Anthropic, a leading artificial intelligence research company, has announced a significant breakthrough with its new model, Mythos Preview, on the challenging SWE-bench software engineering benchmark. The model demonstrated superior performance, substantially outperforming its predecessor or comparable model, Opus 4.6.
Specifically, Mythos Preview achieved an impressive 93.9% on the SWE-bench Verified track. This score marks a considerable improvement over Opus 4.6, which registered 80.8% on the same verified tasks. The results underscore Mythos Preview's enhanced capabilities in understanding and resolving validated software issues.

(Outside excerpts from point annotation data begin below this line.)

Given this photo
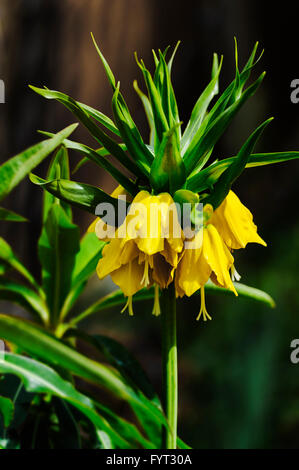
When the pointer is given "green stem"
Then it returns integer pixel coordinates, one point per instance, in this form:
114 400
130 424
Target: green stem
170 374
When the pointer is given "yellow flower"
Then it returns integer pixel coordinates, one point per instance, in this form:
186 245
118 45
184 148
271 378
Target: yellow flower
98 226
208 259
146 247
234 223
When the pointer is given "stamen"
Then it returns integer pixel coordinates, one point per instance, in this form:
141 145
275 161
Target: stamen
234 274
156 308
145 280
129 306
203 311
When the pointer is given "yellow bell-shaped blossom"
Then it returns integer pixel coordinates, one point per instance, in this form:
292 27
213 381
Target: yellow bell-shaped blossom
208 258
234 223
99 226
146 246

Furthermore, on the more demanding SWE-bench Pro track, Mythos Preview scored 77.8%, a substantial leap compared to Opus 4.6's 53.4%. This significant performance gain, particularly in tackling complex and challenging real-world software engineering problems, highlights rapid advancements in AI models' ability to generate, debug, and solve code-related issues.
The SWE-bench benchmark is designed to evaluate AI models' proficiency in addressing real-world software engineering tasks, requiring them to identify, understand, and fix bugs or implement new features based on actual GitHub issues. Mythos Preview's exceptional results not only solidify Anthropic's position at the forefront of AI innovation but also lay a strong foundation for the future development of advanced AI code agents and autonomous development tools, accelerating the path towards AI-assisted and even AI-driven programming.